A Demon Cannot Be Hurt
Mysore, Karnataka, India
The Palace of Mysore still belongs to the Wadiyar dynasty, the titular monarchs of the Kingdom of Mysore, and can be toured with an excellent audioguide app. The well-kept walled grounds have two temples, a stable of elephants, and multiple large gateways. On display in the palace are a small portion of the Wadiyar traditional figurine collection, portraits, and a set of caskets used by supplicants to deliver written requests and mementos to the maharaja. The highlight is certainly the architecture—the palace, built after the previous wooden palace burned, is stone, and has enormous spaces with rich tilework, frescoes, bright colors, and stone and ivory inlay.
I walked through the nearby market, where flowers, spices, vegetables, dyes, and other everyday goods are sold in a loud, frenetic, chaos. Many vendors approached me, followed me, or otherwise tried to get my attention, though a quick pace and polite but firm insistence that I didn’t need a wooden cat puzzle box, junky souvenirs, or ingredients for dinner got my message across.

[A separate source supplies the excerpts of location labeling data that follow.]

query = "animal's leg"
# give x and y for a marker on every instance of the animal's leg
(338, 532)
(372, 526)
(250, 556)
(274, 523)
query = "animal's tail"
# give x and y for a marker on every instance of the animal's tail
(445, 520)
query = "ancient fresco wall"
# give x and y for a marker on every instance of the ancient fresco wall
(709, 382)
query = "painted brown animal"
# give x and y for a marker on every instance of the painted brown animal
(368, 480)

I had an fantastic onion dosa from a stall on the main market square.
The final stop was at the Sri Chamundeshwari temple, which is the main temple dedicated to the state’s local goddess. A complex of many temples, the main focus is the shrine and idol of Sri Chamundeshwari, who myth claims defeated a snake-wielding demon. This victory is commemorated annually with a 10-day festival, while other nearby regions share the festival and the vanquishing of evil is always accomplished by a deity, Mysore is unique in both celebrating and being the seat of this important regional goddess. The temple is located atop a huge hill that overlooks the whole city of Mysore, and the palace grounds and palace itself are oriented so as to face the temple, to identify the dynasty and the goddess.
From Mysore, it was a bit more than 3 hours to the Bangalore airport. My flight was at 3:30 in the morning, which put me in Frankfurt at about 9 am.